The timing of tooth eruption
The average age that the first tooth is lost is around six years old. If your child’s primary (baby) teeth come into the mouth early then they will most likely lose them slightly early. Conversely, if their primary teeth came in later than average then they will most likely be lost later. As a general rule, most children lose their teeth starting from the midline (front of the mouth) and continue to lose teeth from the front to the back of the mouth. An exception to this rule is the maxillary (upper) canine teeth which are usually lost after the first molars. Please see the chart below for a more detailed description of the timing of tooth loss. It is important to keep in mind that these are “average” ages for tooth loss and parents should not be concerned if their child loses teeth slightly ahead or behind these averages. Most patients will have lost all twenty of their primary teeth by the time they are thirteen years old.
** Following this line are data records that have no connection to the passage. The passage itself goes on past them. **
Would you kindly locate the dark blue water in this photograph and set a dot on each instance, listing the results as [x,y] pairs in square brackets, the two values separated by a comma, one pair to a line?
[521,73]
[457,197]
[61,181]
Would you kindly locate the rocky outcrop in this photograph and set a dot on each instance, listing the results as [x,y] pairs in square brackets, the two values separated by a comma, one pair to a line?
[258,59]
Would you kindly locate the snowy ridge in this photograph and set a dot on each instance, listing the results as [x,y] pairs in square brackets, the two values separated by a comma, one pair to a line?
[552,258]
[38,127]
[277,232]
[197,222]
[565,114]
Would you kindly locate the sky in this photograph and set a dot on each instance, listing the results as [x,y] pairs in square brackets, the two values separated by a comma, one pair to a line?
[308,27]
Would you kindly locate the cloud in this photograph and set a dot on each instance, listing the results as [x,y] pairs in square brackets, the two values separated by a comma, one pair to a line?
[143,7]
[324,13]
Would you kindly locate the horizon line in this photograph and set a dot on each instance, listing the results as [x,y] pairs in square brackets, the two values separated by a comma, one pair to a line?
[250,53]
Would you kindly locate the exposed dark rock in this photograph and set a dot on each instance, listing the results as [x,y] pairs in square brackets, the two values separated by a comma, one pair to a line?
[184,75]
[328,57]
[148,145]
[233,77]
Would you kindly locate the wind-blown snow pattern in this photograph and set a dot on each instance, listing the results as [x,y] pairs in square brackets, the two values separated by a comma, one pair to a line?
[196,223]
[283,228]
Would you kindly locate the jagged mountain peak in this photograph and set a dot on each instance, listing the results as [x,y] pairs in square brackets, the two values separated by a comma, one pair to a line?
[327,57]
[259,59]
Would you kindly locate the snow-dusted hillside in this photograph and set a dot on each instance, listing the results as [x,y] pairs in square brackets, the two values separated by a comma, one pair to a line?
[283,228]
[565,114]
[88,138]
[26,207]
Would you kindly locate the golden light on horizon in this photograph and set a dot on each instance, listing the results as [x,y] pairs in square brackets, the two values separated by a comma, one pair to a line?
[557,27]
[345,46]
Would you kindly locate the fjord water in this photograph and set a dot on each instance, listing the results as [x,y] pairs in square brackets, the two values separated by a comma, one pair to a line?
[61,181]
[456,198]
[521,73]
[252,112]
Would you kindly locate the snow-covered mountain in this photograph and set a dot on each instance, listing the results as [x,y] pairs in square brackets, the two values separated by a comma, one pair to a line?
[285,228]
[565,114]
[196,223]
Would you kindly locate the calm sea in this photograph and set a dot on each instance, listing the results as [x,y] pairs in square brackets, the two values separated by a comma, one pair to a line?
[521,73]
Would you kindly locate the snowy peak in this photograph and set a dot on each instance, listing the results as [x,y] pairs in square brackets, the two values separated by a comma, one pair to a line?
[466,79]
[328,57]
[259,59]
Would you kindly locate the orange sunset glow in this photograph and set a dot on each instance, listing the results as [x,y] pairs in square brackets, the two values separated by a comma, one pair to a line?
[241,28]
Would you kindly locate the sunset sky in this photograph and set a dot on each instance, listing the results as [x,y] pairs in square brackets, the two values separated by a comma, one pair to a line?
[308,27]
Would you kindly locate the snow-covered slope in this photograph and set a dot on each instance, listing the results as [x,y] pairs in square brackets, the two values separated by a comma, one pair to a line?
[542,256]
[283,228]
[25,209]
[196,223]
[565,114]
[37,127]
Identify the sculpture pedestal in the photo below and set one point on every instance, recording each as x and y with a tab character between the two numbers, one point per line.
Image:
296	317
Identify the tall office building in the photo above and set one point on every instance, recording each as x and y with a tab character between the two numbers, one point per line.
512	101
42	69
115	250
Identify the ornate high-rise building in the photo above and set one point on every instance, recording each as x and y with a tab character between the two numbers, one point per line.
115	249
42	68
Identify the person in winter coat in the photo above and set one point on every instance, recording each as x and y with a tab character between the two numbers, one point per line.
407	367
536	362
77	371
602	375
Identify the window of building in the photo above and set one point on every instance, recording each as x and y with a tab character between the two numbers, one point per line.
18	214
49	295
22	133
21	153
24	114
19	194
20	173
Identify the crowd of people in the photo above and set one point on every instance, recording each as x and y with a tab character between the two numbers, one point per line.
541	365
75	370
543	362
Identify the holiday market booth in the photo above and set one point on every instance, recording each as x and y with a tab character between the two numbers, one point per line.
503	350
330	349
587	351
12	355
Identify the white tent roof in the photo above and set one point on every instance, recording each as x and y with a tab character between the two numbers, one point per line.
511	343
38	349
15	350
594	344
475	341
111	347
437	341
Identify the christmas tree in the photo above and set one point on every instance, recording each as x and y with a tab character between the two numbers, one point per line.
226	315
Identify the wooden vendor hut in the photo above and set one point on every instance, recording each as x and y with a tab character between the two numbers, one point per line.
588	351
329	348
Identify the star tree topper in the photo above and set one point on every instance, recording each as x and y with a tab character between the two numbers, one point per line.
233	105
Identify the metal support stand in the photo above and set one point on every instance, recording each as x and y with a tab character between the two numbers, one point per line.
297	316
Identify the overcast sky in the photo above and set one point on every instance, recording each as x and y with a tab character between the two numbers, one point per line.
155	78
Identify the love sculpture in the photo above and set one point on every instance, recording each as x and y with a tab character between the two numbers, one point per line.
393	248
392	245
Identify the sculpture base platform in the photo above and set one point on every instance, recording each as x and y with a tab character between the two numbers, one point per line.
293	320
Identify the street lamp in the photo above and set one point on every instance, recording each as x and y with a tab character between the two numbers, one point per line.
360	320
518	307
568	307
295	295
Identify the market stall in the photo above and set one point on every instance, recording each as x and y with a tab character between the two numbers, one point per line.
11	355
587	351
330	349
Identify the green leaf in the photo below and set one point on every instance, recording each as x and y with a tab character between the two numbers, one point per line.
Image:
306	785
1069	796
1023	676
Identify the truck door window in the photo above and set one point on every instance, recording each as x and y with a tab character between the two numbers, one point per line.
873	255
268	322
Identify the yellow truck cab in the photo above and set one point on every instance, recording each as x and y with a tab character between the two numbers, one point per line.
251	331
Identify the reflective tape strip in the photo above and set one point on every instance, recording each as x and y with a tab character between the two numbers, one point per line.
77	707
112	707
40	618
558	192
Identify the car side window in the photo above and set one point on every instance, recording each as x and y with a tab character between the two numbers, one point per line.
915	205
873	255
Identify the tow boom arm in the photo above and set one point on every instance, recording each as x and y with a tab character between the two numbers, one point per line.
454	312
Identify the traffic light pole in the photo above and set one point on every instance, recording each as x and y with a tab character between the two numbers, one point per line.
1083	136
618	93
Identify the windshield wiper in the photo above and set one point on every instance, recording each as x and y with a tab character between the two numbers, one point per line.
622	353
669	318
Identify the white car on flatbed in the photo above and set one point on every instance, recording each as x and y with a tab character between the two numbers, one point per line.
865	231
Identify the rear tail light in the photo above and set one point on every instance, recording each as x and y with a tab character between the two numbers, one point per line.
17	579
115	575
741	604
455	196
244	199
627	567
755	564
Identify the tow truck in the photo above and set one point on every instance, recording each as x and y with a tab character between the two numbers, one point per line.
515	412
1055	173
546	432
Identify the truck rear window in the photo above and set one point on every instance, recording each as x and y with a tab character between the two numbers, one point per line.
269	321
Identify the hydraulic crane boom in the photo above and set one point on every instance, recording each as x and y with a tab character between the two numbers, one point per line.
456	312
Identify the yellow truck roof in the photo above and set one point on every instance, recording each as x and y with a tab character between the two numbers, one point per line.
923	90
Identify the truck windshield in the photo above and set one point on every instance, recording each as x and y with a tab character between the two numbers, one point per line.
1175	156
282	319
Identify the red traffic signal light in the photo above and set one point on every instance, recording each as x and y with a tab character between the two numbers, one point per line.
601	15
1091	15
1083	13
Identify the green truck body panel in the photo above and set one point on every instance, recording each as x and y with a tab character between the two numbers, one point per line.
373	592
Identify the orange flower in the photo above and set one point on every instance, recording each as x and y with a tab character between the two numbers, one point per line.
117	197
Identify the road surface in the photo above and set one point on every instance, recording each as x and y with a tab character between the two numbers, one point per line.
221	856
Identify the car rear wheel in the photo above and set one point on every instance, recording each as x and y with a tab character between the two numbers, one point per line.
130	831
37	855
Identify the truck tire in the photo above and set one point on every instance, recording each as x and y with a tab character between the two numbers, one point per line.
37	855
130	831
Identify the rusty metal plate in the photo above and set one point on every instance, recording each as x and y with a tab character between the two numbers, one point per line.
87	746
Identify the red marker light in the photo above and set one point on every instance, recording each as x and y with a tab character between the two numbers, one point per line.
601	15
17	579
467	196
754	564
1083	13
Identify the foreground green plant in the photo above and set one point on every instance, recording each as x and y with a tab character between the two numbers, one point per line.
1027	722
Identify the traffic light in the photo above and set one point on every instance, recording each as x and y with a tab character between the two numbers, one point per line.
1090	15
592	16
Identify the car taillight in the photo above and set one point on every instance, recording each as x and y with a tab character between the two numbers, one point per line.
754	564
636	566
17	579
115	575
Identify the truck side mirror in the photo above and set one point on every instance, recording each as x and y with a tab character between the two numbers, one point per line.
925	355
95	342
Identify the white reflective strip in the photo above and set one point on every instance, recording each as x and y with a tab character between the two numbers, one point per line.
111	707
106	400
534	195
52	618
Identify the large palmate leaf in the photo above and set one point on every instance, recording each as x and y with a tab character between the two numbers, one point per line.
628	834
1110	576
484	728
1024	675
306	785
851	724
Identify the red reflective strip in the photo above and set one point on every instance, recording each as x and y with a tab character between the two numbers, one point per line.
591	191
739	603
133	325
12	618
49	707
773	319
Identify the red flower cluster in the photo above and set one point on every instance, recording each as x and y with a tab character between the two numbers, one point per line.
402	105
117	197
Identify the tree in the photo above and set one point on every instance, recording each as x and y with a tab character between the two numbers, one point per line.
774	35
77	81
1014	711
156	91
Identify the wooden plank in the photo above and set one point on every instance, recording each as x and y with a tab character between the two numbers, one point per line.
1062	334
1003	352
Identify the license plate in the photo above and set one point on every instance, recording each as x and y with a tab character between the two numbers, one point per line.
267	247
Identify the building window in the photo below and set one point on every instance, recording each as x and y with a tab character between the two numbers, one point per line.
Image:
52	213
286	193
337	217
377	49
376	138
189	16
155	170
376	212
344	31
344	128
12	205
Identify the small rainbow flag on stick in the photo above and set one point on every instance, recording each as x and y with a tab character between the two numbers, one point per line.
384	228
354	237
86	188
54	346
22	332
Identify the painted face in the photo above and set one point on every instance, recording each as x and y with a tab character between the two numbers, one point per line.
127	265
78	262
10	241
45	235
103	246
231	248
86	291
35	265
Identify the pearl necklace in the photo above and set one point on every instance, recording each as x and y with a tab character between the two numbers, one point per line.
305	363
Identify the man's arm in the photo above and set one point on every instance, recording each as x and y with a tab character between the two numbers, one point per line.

What to do with a wiggly tooth
Just as every child is different, every child’s response to a loose tooth will be different. Some children get nervous and will not touch or even brush the tooth, while others will not stop continually playing with it and showing it to their friends at school. In most cases, as the permanent tooth starts to erupt, the primary tooth will continue to get increasingly mobile until it finally comes out. Children are encouraged to wiggle loose teeth, as this will aid in natural exfoliation. Parents can also aid children with wiggling out mobile primary teeth. The normal loss of primary teeth is important because over retained teeth can cause gum inflammation and sensitivity or affect the eruption pattern of permanent teeth.
Something looks funny
Although the loss of primary teeth and the eruption of permanent teeth usually occur naturally and without complications, there are sometimes variations to normal eruption. Sometimes the permanent teeth erupt behind the primary teeth and give the appearance of multiple rows of “shark teeth”. In some of these cases the primary tooth may need to be removed in order to clear a path for the permanent tooth. Sometimes the eruption of new teeth can cause swelling of the gum tissue. These swellings will appear as a bubble on the gums and can even take on a bluish hue. Although they can look dramatic, these will usually resolve spontaneously as the tooth breaks through the gum tissue and continues to erupt. Because the permanent first molars are large and move through the jawbone as they form, there are cases where a small piece of bone becomes trapped on the biting surface of the tooth. As the tooth erupts the small bony particle gets brought to the surface. Once the tooth has fully erupted this small piece will shed on its own. Lastly, if partially erupting teeth are not brushed adequately, the surrounding gum tissue can become very inflamed and sensitive (see picture 3 below). In most cases, the treatment is simply to improve oral hygiene but sometimes oral antibiotic rinses may be indicated.
Some kids are nervous to lose teeth so it’s important to teach them that this is a natural part of growth and development. It is also important for parents to realize this is a normal part of their child’s development. If a parent is, for whatever reason, nervous or apprehensive about a loose tooth it will often lead to the child having similar anxiety. Have fun with it and take lots of pictures, because someday they’ll laugh looking back on those jack-o-lantern smiles.